Denis Lehane: Bloodstock in the garden

Two night-time visitors might be the making of me, Farming columnist Denis Lehane writes.
Denis Lehane: Bloodstock in the garden

Family of donkeys outdoors in spring. Couple of donkeys on the meadow

I woke up this morning to find two donkeys outside my window. 

At least, I believe they were donkeys. I'm no expert on bloodstock; I'm no Sheikh Mohammed.

Anyhow, they looked like donkeys, they smelt like donkeys, so I'll put it to you that donkeys is what they were.

It was the sound of hooves that startled me from my sleep.

Initially, I thought it was the bailiff or the Sherriff coming to collect what was owed.

But to my relief, when I peered out through the curtains, I realised it was only a pair of donkeys.

And their presence in the garden didn't surprise me in the slightest.

We live in a remote part of the country and receive a lot of visits from strays of every description.

I tried to ascertain where they had come from and where they were going, but alas, no concrete information could I garner from the two stubborn mules. They remained tight-lipped on the subject.

Although, one did, by way of gesturing with his hoof, indicate that they had come from the west, possibly Dunmanway, and that they had been travelling for some time, and that if I didn't mind, they might rest for a spell in the garden because I had a nice assortment of vegetation to chew on.

I told them they were most welcome to sample any delights they chose to nibble on for 'twould be all the less for the lawnmower to mulch through at a later date.

In fairness to the pair of donkeys, they had the manners of first-rate politicians.

One, by way of twitching an ear and waging his tail, apologised unreservedly for the inconvenience caused and for waking me at such an ungodly hour.

I told them to think nothing of it, for the sun was up, and a busy farmer like me should be up with it.

And with that, I went inside for my own breakfast, the call had come out that my egg was on the table.

I left my two thoroughbreds in the garden, to impress the neighbours and sample the delights on offer.

Anyhow, it was while delving into my egg at the breakfast table that the old Lehane mind really took over, and it began to dawn on me that my two compadres outside might be the makings of me.

You'd often hear tell of good fortune landing on the misfortunes of society, only for them not to recognise what luck had landed in their lap.

As I mentioned earlier, I'm no Fergie Sutherland when it comes to recognising a thoroughbred champion.

But perhaps my two guests dining in the garden were more than simple donkeys. Could they be mules or jennets? Could they be potential champions in some regard?

The more I mulled over the idea, while horsing down my egg, the more convinced I became that my new arrivals had the breeding and the stamina to win something equivalent to the Kentucky Derby.

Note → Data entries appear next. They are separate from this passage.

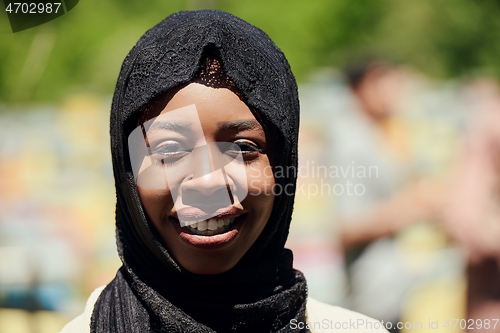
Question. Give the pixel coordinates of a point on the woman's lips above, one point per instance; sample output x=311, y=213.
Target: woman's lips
x=188, y=215
x=209, y=242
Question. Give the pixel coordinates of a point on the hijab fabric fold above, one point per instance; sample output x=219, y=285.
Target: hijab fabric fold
x=152, y=292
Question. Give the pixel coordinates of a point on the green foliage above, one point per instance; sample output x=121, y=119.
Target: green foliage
x=83, y=49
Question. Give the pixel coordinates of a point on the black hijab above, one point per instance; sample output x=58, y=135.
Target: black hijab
x=151, y=292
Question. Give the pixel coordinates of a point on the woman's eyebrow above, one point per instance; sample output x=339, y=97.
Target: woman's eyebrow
x=173, y=125
x=241, y=125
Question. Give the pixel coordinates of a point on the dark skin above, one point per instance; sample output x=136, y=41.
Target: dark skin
x=223, y=117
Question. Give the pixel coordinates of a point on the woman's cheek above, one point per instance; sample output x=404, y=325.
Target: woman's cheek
x=260, y=179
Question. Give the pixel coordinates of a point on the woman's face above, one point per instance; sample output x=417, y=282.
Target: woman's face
x=205, y=180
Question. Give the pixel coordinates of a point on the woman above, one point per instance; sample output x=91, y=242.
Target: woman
x=204, y=111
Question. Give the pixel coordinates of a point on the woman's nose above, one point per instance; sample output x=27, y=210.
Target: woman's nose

"By golly," says I to the cat, "Stranger things have happened."

So, with that, I polished off my egg, gulped down my coffee, shoved on my boots and was outside quicker than you could say Imperial Call.

But alas, all I found now was an empty garden. It was a place now devoid of champion bloodstock.

My two visitors had vanished, back onto the long acre, and on, I suspect, to further adventures on the long and windy road that stretches between here and Dunmanway.